На сей раз проверять, не уладилось ли все само собой, Димка не стал. Побрел к выходу, сел на крыльцо и долго, пока шея не затекла, смотрел на звезды, потом ниже, на неровные полосы тьмы, которые постепенно делались совсем неровными и превращались в ровную тундру прямо и слева, кудрявый лес справа, искрящую ленту реки между ними – и ракетной дальности небо выше, черное, потом темно-синее, потом желтое, потом алое – солнце вылупилось из тайги, пустило игольчатую руку по течению, оттолкнулось этой рукой от воды и неспешно, как перегруженный цеппелин, побрело наверх и чуть вправо.

Здесь было очень красиво. Димка такой красоты не видел никогда в жизни.

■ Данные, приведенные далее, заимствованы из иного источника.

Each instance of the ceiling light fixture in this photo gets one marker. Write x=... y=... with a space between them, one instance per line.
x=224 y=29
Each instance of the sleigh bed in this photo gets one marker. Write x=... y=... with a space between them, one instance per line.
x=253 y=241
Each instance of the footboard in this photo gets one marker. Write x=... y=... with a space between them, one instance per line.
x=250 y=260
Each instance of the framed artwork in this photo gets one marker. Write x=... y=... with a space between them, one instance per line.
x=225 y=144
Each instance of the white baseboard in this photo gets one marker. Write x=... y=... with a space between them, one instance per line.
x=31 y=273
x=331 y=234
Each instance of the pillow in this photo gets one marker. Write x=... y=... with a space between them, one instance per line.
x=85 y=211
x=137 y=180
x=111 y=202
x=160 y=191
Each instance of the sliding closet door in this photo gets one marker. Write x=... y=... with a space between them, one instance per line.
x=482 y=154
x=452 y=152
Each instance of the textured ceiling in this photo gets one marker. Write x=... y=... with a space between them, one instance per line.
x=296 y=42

Он ни разу не пожалел, что сперва повелся на идею Сереги пройти собеседование в отборочной комиссии, приехавшей в Кедровый, назло соскочившему Сереге решил не соскакивать, потом не испугался расспросов серьезного комиссара Бравина, который пугал тяжелыми условиями и запретил пить-курить. Димка все равно пить не любил, курить начал в армии и не втянулся. Условия были не тяжелее, чем в поселке или в части, работа осмысленней, еда здоровской, а жизнь – правильной, как Бравин и обещал. Даже ночью, даже на третьей площадке, где на месте-то поворачиваться заставляли с миллиметровой точностью, не говоря уж о выкладывании рам, даже в отбойном карьере у кварцевой шахты, где круглые сутки стояла стена рыжей пыли в двух Дим высотой, – было красиво, свежо и правильно. По-настоящему, со смыслом, не как в поселке. А обещало стать еще лучше и правильнее. И люди здесь были очень хорошими и правильными. Правда, он ни с кем, кроме Парша, толком познакомиться не успел, а то, наверное, и проблем с Паршем не было бы – ребята вступились бы, точно, хорошие же вон какие – Мишка, Тимур, Тумаков, Дениска, да вообще все, кажется. Но таким уж было Димкино цыганское счастье, всегда становиться в очередь к сломанной кассе, кадрить самую страшную девчонку и считаться приятелем самого злобного мудака в округе. И потом, Димка понимал, что неспроста Парш докопался до него в первый же день, взял на короткий поводок и дыхнуть не давал, – а потому что знал: этот рыпаться не будет и останется с ним, Паршем, до самой смерти – и раз не Паршевой, значит, Димкиной.